Hürriyet gazetesi yazarı Sedat Ergin, İstanbul Sözleşmesi'nin fehsine yönelik olarak, "Sözleşme’nin feshine ilişkin 80’inci maddeye göre, fesih bu konudaki bildirimin Avrupa Konseyi Genel Sekreteri’ne ulaştırıldığı tarihten itibaren üç aylık sürenin bitimini izleyen ayın ilk gününde yürürlüğe giriyor. Bu durumda, Sözleşme’nin 1 Temmuz tarihine kadar yürürlükte kalacağını anlamalıyız." değerlendirmesini yaptı.
Ergin yazısında, "Sözleşme’den çekilmesiyle birlikte, Türkiye’nin burada bir bölümünü aktardığımız hükümleri hayata geçirme yükümlülüğü de ortadan kalkmış olacaktır. Söz konusu hükümlerin bir çoğuyla ilgili olarak ulusal mevzuatta düzenleme yapılmamış olsa bile, Sözleşme’nin maddeleri Anayasa’nın 90’ıncı maddesi çerçevesinde Türk hukuk sistemi açısından yine de sonuç doğurmaktaydı. Bunun nedeni, temel hak ve özgürlüklere ilişkin uluslararası antlaşmalarla yasaların aynı konuda farklı hükümler içermesi durumunda uluslararası antlaşma hükümlerinin esas alınacağını belirten Anayasa’nın 90’ıncı maddesidir. Bu durumda İstanbul Sözleşmesi’nin bütün hükümleri kadınlar açısından kayda değer bir koruma şemsiyesi sağlamaktaydı." düşüncesini dile getirdi.
Ergin şu ifadeleri kullandı:
"Türkiye’nin Sözleşme’den çekilmesi halinde 6284 sayılı “Ailenin Korunması ve Kadına Karşı Şiddetin Önlenmesine Dair Kanun” en önemli araç olarak yürürlükte kalacaktır. Türkiye’nin İstanbul Sözleşmesi’ni onayladıktan sonra 2012 yılında çıkarttığı bu yasa şiddet gören kadınların korunmasına dönük getirdiği koruyucu düzenlemeler açısından Avrupa Konseyi çevrelerinde de genellikle olumlu karşılanmıştır.

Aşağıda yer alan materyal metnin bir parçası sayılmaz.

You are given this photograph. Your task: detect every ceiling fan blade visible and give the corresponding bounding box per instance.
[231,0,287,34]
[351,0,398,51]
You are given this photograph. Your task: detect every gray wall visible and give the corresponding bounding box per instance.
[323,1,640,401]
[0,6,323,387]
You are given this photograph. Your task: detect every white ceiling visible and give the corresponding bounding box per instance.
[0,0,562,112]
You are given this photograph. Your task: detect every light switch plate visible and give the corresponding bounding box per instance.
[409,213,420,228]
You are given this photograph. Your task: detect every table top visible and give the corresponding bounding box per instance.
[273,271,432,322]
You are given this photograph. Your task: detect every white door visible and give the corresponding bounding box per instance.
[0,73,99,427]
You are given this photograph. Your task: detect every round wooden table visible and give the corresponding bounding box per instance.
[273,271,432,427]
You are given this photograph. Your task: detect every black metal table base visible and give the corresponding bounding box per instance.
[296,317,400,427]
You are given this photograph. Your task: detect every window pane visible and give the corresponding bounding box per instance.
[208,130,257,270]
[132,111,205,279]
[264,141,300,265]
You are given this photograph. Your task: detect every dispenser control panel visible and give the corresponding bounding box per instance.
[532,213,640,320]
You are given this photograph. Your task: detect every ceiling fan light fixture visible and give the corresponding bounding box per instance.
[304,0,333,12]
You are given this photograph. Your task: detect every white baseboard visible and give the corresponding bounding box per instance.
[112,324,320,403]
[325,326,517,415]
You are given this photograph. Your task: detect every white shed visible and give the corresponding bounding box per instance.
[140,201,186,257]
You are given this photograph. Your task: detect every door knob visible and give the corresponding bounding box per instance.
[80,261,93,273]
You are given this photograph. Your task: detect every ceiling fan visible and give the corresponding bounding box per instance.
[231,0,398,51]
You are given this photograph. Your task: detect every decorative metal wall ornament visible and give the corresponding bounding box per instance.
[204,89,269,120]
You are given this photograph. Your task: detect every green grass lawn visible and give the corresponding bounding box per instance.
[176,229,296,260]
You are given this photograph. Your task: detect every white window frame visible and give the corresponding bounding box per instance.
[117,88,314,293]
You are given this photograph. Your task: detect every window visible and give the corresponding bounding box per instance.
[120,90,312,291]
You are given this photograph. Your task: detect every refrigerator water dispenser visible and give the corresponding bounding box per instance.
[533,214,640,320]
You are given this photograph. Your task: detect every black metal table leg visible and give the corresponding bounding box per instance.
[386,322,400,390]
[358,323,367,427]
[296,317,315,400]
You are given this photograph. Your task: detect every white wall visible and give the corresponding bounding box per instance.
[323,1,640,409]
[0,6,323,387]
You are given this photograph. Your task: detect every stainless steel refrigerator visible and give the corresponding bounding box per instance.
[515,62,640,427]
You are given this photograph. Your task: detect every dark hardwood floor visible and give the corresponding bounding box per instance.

Ancak söz konusu yasanın kapsama alanı son tahlilde şiddete uğrayan veya şiddete uğrama tehlikesiyle karşı karşıya bulunan kadınların “korunması”yla sınırlıdır. Sözleşme’nin “koruma” faslı dışında kalan önleme, kovuşturma ve politikalar gibi diğer alanlardaki taşıdığı hükümlerin Türk kadınları açısından sağladığı güvenceler artık önemli ölçüde boşluktadır."